Congressional Quarterly: A 65 percent subsidy that helped laid-off Americans pay for their COBRA health insurance premiums expired March 31, just before the Congressional recess. Now, one of the first orders of business is voting on legislation that would extend that subsidy. "With 15 million Americans unemployed, some advocates for the jobless say Congress should not only be extending the COBRA subsidies but expanding them — either with more-generous subsidies or by changing the law to make more people eligible" (Benson, 4/12).

Politico: "Sens. Chuck Schumer (D-N.Y.) and Debbie Stabenow (D-Mich.) were confident Monday morning that the temporary extension – which also deals with COBRA health care benefits — would get the 60 votes needed to move forward with debate. 'Well, we certainly want to pass the year-long [unemployment] extension. It passed the house. It passed the Senate,' Schumer said. '[But] it was a more complicated issue than that. ... We ought to put the blame where it belongs, which is with the dilatory behavior on the other side of the aisle.'" Stabenow said, "This should not have been a hard thing to do. ... This should be something that everybody agrees with and it should be able to be done quickly. But we're fighting those on the other side who believe that we shouldn't pass this or that people don't want to work, which frankly, I find offensive" (Shiner, 4/12).

The Washington Post: While jobless benefits are traditionally seen as having bipartisan backing, this extension has proved more partisan. "Each party has been eager to blame the other for the cutoff. … Democrats point out that they easily moved an extension through the House and were primed to do the same in the Senate before Republicans, led by Sen. Tom Coburn (Okla.), stood in the way. … Republicans respond that they're not opposed to extending unemployment benefits but want to offset the $9 billion cost with spending cuts elsewhere" (Pershing, 4/12).

The Atlanta Journal Constitution: "For Republicans, the theme of this fight is pretty simple.

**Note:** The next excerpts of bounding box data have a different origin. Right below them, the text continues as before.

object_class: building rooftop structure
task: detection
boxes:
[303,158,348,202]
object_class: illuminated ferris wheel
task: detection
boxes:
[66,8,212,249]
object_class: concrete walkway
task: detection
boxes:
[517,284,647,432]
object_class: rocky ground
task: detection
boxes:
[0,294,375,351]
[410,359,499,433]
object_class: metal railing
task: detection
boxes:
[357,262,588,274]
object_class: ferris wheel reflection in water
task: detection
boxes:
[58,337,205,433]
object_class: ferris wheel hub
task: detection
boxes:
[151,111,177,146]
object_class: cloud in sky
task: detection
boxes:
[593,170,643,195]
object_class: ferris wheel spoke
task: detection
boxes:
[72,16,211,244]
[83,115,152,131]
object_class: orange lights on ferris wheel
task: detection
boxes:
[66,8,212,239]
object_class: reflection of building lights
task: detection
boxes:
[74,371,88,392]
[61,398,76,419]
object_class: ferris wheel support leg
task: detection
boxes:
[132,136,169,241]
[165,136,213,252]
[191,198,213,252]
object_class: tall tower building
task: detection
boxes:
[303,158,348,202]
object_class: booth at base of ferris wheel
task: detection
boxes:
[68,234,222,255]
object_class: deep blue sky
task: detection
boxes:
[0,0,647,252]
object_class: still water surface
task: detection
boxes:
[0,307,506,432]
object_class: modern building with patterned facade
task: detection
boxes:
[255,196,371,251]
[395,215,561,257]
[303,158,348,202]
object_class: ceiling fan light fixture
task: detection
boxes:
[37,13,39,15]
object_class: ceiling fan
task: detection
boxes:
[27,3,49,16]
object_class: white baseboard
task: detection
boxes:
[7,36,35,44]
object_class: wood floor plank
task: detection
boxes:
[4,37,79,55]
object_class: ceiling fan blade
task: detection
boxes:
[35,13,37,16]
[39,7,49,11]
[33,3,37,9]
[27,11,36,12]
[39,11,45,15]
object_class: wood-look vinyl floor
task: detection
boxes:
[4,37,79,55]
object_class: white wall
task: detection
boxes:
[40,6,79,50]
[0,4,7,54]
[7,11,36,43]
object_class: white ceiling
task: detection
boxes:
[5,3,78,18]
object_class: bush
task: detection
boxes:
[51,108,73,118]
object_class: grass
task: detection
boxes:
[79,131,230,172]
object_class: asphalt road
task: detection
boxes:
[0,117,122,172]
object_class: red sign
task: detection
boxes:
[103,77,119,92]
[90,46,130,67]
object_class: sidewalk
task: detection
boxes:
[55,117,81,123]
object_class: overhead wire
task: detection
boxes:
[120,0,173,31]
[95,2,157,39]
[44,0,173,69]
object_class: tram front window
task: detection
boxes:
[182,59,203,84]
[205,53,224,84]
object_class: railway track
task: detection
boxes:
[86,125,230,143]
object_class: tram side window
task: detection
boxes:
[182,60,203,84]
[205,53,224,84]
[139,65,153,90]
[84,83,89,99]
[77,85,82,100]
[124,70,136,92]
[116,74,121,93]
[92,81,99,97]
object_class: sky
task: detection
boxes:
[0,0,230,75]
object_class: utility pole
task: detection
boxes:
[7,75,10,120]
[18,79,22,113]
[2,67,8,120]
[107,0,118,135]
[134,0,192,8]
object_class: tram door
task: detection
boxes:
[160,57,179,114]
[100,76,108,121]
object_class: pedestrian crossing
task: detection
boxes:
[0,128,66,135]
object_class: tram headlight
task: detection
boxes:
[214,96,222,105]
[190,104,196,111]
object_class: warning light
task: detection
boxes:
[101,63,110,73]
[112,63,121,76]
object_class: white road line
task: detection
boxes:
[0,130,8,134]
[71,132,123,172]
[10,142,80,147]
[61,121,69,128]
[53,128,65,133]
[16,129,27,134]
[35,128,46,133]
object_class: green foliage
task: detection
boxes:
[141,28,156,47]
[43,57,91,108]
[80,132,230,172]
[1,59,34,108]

If you can't find $9.2 billion to pay for an extra month of benefits in a budget that's well over $3 trillion, then you've got quite a problem with spending." Democrats charge that "Republicans continue to treat the American people as expendable political pawns," according to a spokesman for Senate Majority Leader Harry Reid."

"The fight comes as 33 different states have now run out of unemployment benefits money, and are borrowing cash from the feds to make up the difference" (Dupree, 4/12).